This semester, we’ve carved out time from the Teaching Assistants’ normal duties—a half-hour per week—to use for professional development activities. This post series tracks our weekly goals and activities.
The slides are just right. The timing is on lock. This time, this time, I’m going to nail that description of the First Law of Thermodynamics.
The class begins. I launch in, I hit all the right notes, I build to the crescendo of energy conservation. The students are with me every step of the way; I can see it in their eyes.
The only thing left is to a quick check, a quick clicker to make sure everyone is on board. It’s obvious they are, but I should dot the i’s and cross the t’s just because. I give the synthesizing clicker question, through which I’m sure the students will demonstrate that they’ve perfectly understood my crystal explanation.
And that’s when the illusion of understanding comes crashing down.
It’s time roll up my sleeves and teach.
In our tutorials, TAs use the online system Socrative to quiz students.

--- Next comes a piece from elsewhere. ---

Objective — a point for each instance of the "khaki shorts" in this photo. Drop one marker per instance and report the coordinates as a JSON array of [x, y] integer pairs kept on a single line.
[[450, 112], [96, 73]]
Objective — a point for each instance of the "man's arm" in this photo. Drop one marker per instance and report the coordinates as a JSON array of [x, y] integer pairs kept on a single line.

Students answer the multiple-choice quiz questions using their computer or smartphone, and then the TA follows up on the quiz results. This week, we’ll spend time discussing how they might respond to the different answer distributions they might encounter (how they might roll up their sleeves and teach). The goals are for TAs to see what strategies others might have for this, and to recognize the possibility and power of peer discussions.
- (15 min) TAs work in small groups, discussing how they might respond to different answer distributions.
- (10 min) Whole group discussion about strategies in different situations.
- (5 min) Advertise the research-based implementation Peer Instruction flow chart from Vickrey et al.
- Many were engaged in the small group discussions, but I’m not sure if everyone got into it. One reason may be that only a subset of the TAs run (and have to respond to) the Socrative quizzes.
- Through the whole-group debrief, several strategies emerged. In particular, a few different people suggested getting the students to talk to each other on questions with a split distribution.
- Some of the first comments from TAs (in small groups) were that they would “Explain it through fully and carefully” when it looked like the whole class got it wrong. During the whole-group discussion, this didn’t come up, but was replaced by getting the students to discuss, or giving leading hints.